1860
The Last of England
Ford Madox Brown
1821 - 1893Birmingham Museum and Art Gallery
Birmingham Museum and Art Gallery, Birmingham, UKListen to curator's interpretation
Curatorial notes
Curator: Ford Madox Brown’s “The Last of England,” painted in 1860, captures a profoundly moving scene. Editor: It’s immediately striking. A sense of palpable grief, almost claustrophobia. The round frame presses the figures forward, forcing the viewer into an intimate encounter with their despair. Curator: Indeed. This piece immortalizes the wave of emigration from England during that period, fueled by economic hardship. Brown himself experienced similar anxieties. Look at the faces: such meticulously rendered sorrow. Their fixed gazes speak volumes about the weight of their decision. He emphasizes the eyes as a "mirror of the soul." Editor: But the materials speak too. The thick application of paint, the almost rough texture. It feels like a working-class scene, despite the Pre-Raphaelite detail. Even the meticulously painted cabbages are commodities! Curator: Certainly. Notice the hands, clasped tightly. A symbol, perhaps, of resilience or perhaps quiet desperation. He’s using a very recognizable visual cue to suggest emotional resolve even when circumstances feel overwhelming.

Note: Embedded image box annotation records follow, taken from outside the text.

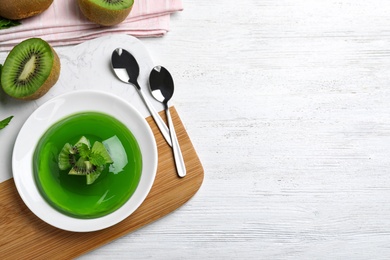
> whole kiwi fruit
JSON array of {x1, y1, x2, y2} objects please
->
[
  {"x1": 77, "y1": 0, "x2": 134, "y2": 26},
  {"x1": 0, "y1": 0, "x2": 53, "y2": 20},
  {"x1": 0, "y1": 38, "x2": 61, "y2": 100}
]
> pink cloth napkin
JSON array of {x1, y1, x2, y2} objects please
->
[{"x1": 0, "y1": 0, "x2": 183, "y2": 51}]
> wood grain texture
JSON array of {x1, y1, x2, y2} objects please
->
[
  {"x1": 0, "y1": 107, "x2": 203, "y2": 259},
  {"x1": 81, "y1": 0, "x2": 390, "y2": 260},
  {"x1": 0, "y1": 0, "x2": 390, "y2": 260}
]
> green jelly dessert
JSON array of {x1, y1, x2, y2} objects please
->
[{"x1": 33, "y1": 112, "x2": 142, "y2": 219}]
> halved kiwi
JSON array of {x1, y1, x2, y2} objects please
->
[
  {"x1": 1, "y1": 38, "x2": 61, "y2": 100},
  {"x1": 77, "y1": 0, "x2": 134, "y2": 26},
  {"x1": 0, "y1": 0, "x2": 53, "y2": 20}
]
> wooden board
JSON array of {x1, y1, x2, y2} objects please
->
[{"x1": 0, "y1": 107, "x2": 204, "y2": 259}]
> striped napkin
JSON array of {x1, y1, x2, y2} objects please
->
[{"x1": 0, "y1": 0, "x2": 183, "y2": 51}]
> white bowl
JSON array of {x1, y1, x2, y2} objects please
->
[{"x1": 12, "y1": 90, "x2": 157, "y2": 232}]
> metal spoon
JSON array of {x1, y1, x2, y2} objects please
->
[
  {"x1": 149, "y1": 66, "x2": 186, "y2": 177},
  {"x1": 111, "y1": 48, "x2": 172, "y2": 146}
]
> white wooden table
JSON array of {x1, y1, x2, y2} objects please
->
[{"x1": 3, "y1": 0, "x2": 390, "y2": 259}]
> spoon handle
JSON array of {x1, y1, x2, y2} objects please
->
[
  {"x1": 165, "y1": 104, "x2": 186, "y2": 177},
  {"x1": 137, "y1": 87, "x2": 172, "y2": 146}
]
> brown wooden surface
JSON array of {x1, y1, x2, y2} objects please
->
[{"x1": 0, "y1": 107, "x2": 204, "y2": 259}]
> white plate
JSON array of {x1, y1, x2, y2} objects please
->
[{"x1": 12, "y1": 90, "x2": 157, "y2": 232}]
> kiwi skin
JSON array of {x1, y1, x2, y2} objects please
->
[
  {"x1": 0, "y1": 39, "x2": 61, "y2": 100},
  {"x1": 0, "y1": 0, "x2": 53, "y2": 20},
  {"x1": 25, "y1": 48, "x2": 61, "y2": 100},
  {"x1": 77, "y1": 0, "x2": 133, "y2": 26}
]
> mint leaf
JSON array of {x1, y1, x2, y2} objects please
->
[
  {"x1": 0, "y1": 116, "x2": 14, "y2": 129},
  {"x1": 0, "y1": 17, "x2": 21, "y2": 30},
  {"x1": 89, "y1": 153, "x2": 106, "y2": 166},
  {"x1": 77, "y1": 143, "x2": 91, "y2": 159}
]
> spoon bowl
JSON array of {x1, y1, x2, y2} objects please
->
[
  {"x1": 111, "y1": 48, "x2": 172, "y2": 146},
  {"x1": 149, "y1": 66, "x2": 186, "y2": 177}
]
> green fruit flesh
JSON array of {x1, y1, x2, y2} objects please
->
[
  {"x1": 1, "y1": 38, "x2": 54, "y2": 98},
  {"x1": 91, "y1": 0, "x2": 134, "y2": 10},
  {"x1": 92, "y1": 142, "x2": 113, "y2": 163},
  {"x1": 58, "y1": 136, "x2": 113, "y2": 185}
]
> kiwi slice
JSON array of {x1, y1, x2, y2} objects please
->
[
  {"x1": 77, "y1": 0, "x2": 134, "y2": 26},
  {"x1": 1, "y1": 38, "x2": 61, "y2": 99},
  {"x1": 91, "y1": 142, "x2": 113, "y2": 163},
  {"x1": 58, "y1": 136, "x2": 113, "y2": 185}
]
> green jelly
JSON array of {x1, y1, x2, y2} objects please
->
[{"x1": 33, "y1": 112, "x2": 142, "y2": 219}]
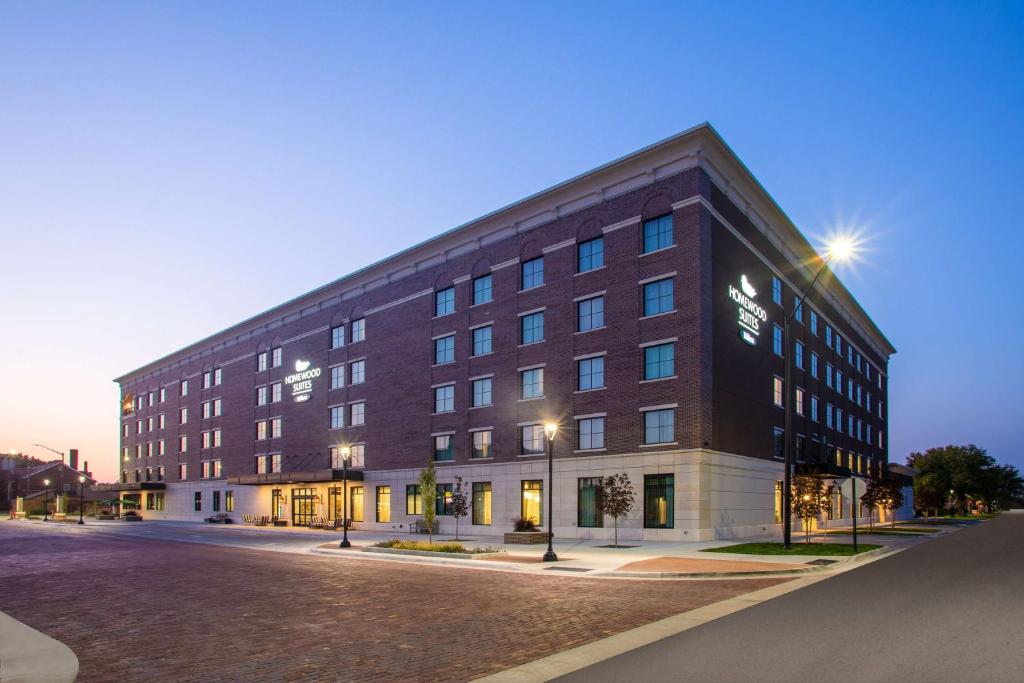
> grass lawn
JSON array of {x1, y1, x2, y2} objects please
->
[{"x1": 700, "y1": 543, "x2": 882, "y2": 555}]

And consider the symbolism of the swirling ocean – chaos, uncertainty... a departure from everything known. Editor: The way light hits those cabbages at the bottom is really odd; like this hope amid the general dark tones coming from the couple; almost literally ‘earthly’ but useful stuff at the base of this big endeavor! A means of survival during the travel, painted with incredible detail. But they are there almost ‘hanging’ in there. Curator: The details tell us much about Brown’s world. Consider the bonnet worn by the woman; the fashions, the period details speak to a loss that also has cultural repercussions: it is as though they're forced to say goodbye not only to people, but also habits. A collective trauma! Editor: The piece seems to me both highly controlled, crafted but with a real rawness of feeling seeping through the surface. It is about a great rupture between an individual, material present and an unknowable, intangible future. Curator: Ultimately, “The Last of England” acts as a poignant symbol of resilience amid displacement. Brown used both historical imagery, and a style deeply entrenched with tradition, to invite each of us to witness an era, its visual vocabulary, its ethos. Editor: For me, the real beauty is in the tension between the carefully crafted aesthetic and the almost unbearable emotional weight carried within the materials themselves.